Книга XIV – загадки и оракулы. Загадки – это просто арифметические задачи, ради трудности изложенные стихами; почти все они – из сборника, составленного одним любителем-математиком в IV веке н. э. Оракулы – это, напротив, давняя и важная часть античной жизни: обычно прорицатель, вдохновленный богом, отвечал на заданный вопрос бессвязными возгласами, а жрецы укладывали эти речения в более или менее связные стихотворные фразы и в таком виде преподносили спрашивавшим. Без обращений к оракулу не обходилось ни одно важное историческое событие, изречения оракулов записывались, запоминались, цитировались историками и другими писателями; самые известные из этих цитат и вошли в XIV книгу Антологии.
Маленькая XV книга – это то, что в старину называлось «смесь»: случайные мелочи, не нашедшие места в основном корпусе и собранные как попало в самом конце. А последняя, большая XVI книга – это уже настоящее приложение, причем не античного происхождения, а составленное филологами нового времени.
Дело было так. Огромная антология Кефалы не дошла до нас в подлинном виде, а дошла в двух переработках – одной расширенной, другой сокращенной. Расширенная редакция была составлена неизвестно кем около 980 года, она-то и состоит из перечисленных 15 книг и называется «Палатинская рукопись», потому что была обнаружена в конце XVI века в Палатинской библиотеке немецкого города Гейдельберга; когда и как она туда попала – неизвестно. Сейчас большая часть этой рукописи хранится по-прежнему в Гейдельберге, а меньшая (результат наполеоновских конфискаций) – в Париже. Сокращенная же редакция антологии Кефалы была составлена в 1239 году крупнейшим византийским филологом Максимом Планудом, по объему она в полтора раза меньше и состоит из 7 книг; сейчас она хранится в Венеции. Она была привезена из захваченной турками Византии в Италию в XV веке, впервые напечатана в 1494 году и триста лет служила основным источником знаний о греческой эпиграмме. Когда наконец была полностью опубликована «Палатинская рукопись» (только в 1772–1776 годах!), то обнаружилось, что хоть она и «расширенная», целого ряда стихотворений, имеющихся в сокращенной «Планудовской рукописи», здесь нет. Эти стихи из Планудовской антологии были тщательно извлечены филологами и с тех пор печатаются в конце Антологии в виде приложения, а для удобства нумеруются как XVI книга.

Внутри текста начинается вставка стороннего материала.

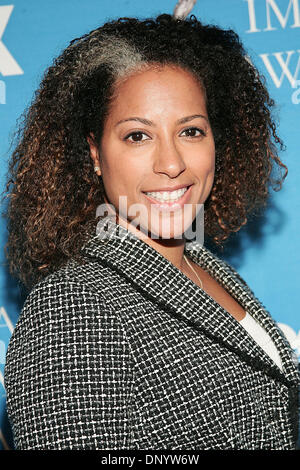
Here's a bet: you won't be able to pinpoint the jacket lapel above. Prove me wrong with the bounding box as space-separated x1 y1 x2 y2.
81 216 299 386
185 241 299 385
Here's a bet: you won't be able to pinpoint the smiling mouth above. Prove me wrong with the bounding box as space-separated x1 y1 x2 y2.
143 186 191 203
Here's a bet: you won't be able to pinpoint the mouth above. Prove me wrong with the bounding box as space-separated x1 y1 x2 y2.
142 185 193 209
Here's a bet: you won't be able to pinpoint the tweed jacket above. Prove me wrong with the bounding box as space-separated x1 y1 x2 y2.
5 215 300 450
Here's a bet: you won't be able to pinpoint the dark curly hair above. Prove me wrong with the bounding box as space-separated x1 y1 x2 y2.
1 13 287 290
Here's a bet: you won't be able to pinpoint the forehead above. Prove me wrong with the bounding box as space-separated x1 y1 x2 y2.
108 65 206 116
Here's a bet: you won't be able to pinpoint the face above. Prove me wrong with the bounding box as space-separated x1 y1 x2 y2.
89 65 215 243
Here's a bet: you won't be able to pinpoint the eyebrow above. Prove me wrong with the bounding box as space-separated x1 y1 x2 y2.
115 114 208 127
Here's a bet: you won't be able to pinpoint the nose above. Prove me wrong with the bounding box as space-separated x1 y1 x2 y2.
152 137 186 178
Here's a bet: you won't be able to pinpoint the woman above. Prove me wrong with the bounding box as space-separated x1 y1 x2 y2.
3 13 299 450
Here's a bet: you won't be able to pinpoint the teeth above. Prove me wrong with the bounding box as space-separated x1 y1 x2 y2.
145 187 188 202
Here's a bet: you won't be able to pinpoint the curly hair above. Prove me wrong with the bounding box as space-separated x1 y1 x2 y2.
1 13 287 290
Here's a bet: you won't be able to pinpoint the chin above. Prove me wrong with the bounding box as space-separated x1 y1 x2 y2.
134 211 195 241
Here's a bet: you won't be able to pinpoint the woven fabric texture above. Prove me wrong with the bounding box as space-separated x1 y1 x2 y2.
4 216 300 449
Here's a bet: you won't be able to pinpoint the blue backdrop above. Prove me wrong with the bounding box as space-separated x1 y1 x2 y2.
0 0 299 450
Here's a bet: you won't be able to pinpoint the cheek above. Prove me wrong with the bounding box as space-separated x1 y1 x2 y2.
194 155 215 176
192 138 215 169
205 149 216 174
101 154 141 201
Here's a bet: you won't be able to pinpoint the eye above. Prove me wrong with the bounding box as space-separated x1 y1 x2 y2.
180 127 206 138
124 131 151 143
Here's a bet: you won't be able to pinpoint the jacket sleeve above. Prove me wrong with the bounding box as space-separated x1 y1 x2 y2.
4 277 134 450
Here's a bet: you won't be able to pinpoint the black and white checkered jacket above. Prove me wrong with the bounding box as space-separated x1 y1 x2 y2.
5 216 300 450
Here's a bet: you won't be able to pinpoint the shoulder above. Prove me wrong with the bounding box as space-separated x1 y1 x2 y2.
5 266 131 387
17 252 124 322
12 267 108 332
4 268 134 450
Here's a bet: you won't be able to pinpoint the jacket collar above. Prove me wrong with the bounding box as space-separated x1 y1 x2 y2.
81 215 299 386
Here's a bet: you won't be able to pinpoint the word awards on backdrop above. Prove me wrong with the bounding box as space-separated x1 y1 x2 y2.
244 0 300 102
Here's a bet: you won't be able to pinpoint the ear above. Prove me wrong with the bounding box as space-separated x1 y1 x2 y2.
87 133 101 177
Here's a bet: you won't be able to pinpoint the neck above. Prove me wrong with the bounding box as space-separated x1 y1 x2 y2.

Во второй половине XIX века была предпринята попытка сделать, так сказать, приложение к приложению: к очередному изданию Антологии был добавлен еще один том с новонайденными греческими эпиграммами – иные нашлись на камнях при раскопках, иные – в цитатах при пересмотре древних авторов, иные – в средневековых рукописях. Издатели даже расположили их, как в образце: эпиграммы посвятительные, надгробные, описательные… Но находки продолжаются, издания за ними не поспевают, и о греческой эпиграмме мы будем говорить лишь по одному ее классическому памятнику – по Палатинской Антологии с дополнениями из Плануда.
2
Даже нашего беглого пересказа достаточно, чтобы увидеть: перед нами – настоящая энциклопедия духовного мира среднего человека греческой культуры. Почитание богов, верноподданность царям и императорам, память о старинной героической вольности, привязанность к родным местам, забота о доме и семье, обычный диапазон отношения к женщине от юношеских восторгов до старческого «всякая женщина – зло…», повседневный нелегкий труд в поле, в море, в лесу, нехитрые застольные отдохновения, развлекательные шутки над ближними, неглубокие размышления о жизни, смерти и судьбе, сводящиеся к здравому смыслу и разумной мере, любование красивыми предметами, похвалы – пускай с чужих слов – и Гомеру, и Платону, заботливо обставленная смерть и могила, надежда на добрую память в потомстве – все это, прямо или косвенно, нашло выражение на страницах Антологии. Повторяем: речь идет о среднем человеке, об обывателе в хорошем смысле слова, о том, ради которого (и усилиями которого) существует вся наша культура. Не случайно Палатинская рукопись ждала издания двести лет – до конца XVIII века, когда литература открыла достоинство и красоту простой жизни маленького человека. XIX век не уставал любоваться этими стихотворными миниатюрами, да и в наше время читателю то и дело хочется вынуть из толщи Антологии первое попавшееся двустишие или четверостишие, полюбоваться его четкостью, слаженностью и законченностью и сказать: «какая прелесть».